Was macht der Krimi-Autor HENNING MANKELL in Mocambique? Er schreibt Bestseller und verschenkt sein Geld.
Günter Kaindlstorfer hat ihn besucht.


Henning Mankell ist schlecht gelaunt. Mißmutig schaut er in den schwarzgrauen Himmel über Maputo. Regen, nichts als Regen. Seit Tagen entladen sich schwere Unwetter über der Stadt, fette Tropfen zerplatzen auf dem Asphalt. "Wenn das so weitergeht", seufzt Mankell, "wird es noch mehr Tote geben." In den Slums der mocambiquanischen Metropole werden schon die ersten Todesopfer beklagt, dreckigbraunes Wasser hat letzte Nacht Tausende von Hütten mit sich gerissen, die Bewohner haben Hab und Gut verloren, die meisten von ihnen wissen nicht einmal, wo sie die kommende Nacht verbringen sollen.
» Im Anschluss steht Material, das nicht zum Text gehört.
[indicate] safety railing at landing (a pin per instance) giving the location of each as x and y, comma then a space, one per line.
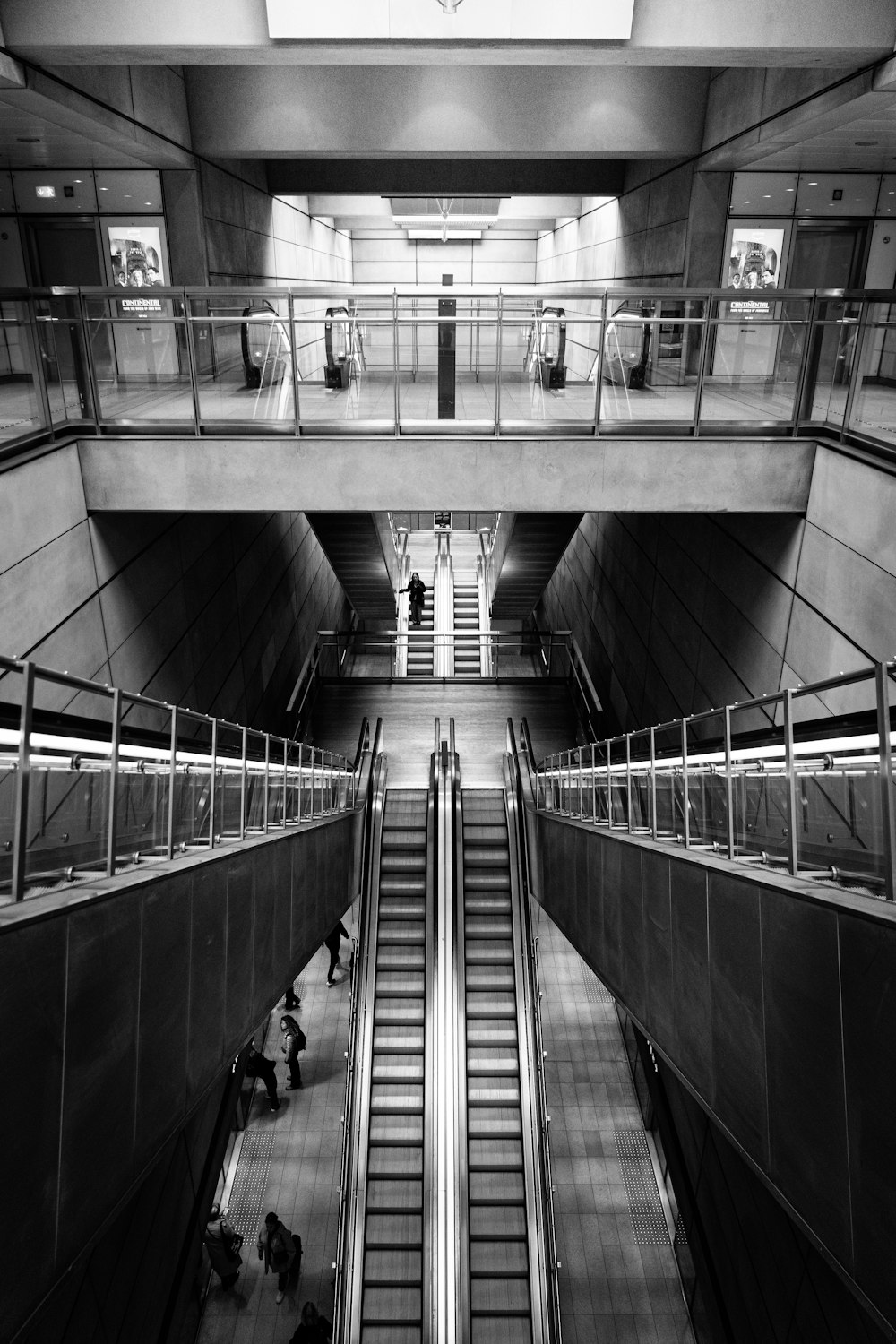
764, 781
646, 362
96, 780
383, 655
Doch das ist erst die Ouvertüre: Nach dem Abflug des österreichischen Besuchers geht das Inferno erst richtig los. Die Fernsehbilder von gewaltigen Flutwellen und in Baumkronen hockenden Menschen gehen um die Welt.

Henning Mankell, Verfasser mehrerer Weltbestseller, lebt seit fünfzehn Jahren in Mocambique. Warum ausgerechnet hier? Andere Erfolgsautoren wählen Vevey oder Monte Carlo als Zweitwohnsitz. Was treibt den 52jährigen Schweden in eines der ärmsten Länder der Welt? Dritte-Welt-Romantik? 68er-Nostalgie? Ein hartnäckiger Helfertick? "Quatsch", sagt Mankell. "Reines Kalkül. Ich habe immer gewußt: Wenn aus mir ein guter Schriftsteller werden soll, muß ich mir eine außereuropäische Perspektive suchen." Sechs bis sieben Monate im Jahr lebt Mankell im Süden Afrikas, die restliche Zeit verbringt er in Schweden. Auch in seinen Büchern hat sich der grauhaarige Mittfünfziger immer wieder mit dem Elend Schwarzafrikas auseinandergesetzt, in seinem eindrucksvollen Kinderbuch "Das Geheimnis des Feuers" etwa (Oetinger-Verlag). Da beschreibt Mankell auf nüchterne und zugleich anrührende Art und Weise das Leben eines kleinen mocambiquanischen Mädchens, dem eine Landmine beide Beine weggerissen hat. Mit Hilfe zweier Beinprothesen und einer alten Singer-Nähmaschine gelingt es der Heldin, im Leben wieder Fuß zu fassen. "Dieses Buch ist ein Hymnus auf den Überlebenswillen der afrikanischen Menschen", erklärt der Autor.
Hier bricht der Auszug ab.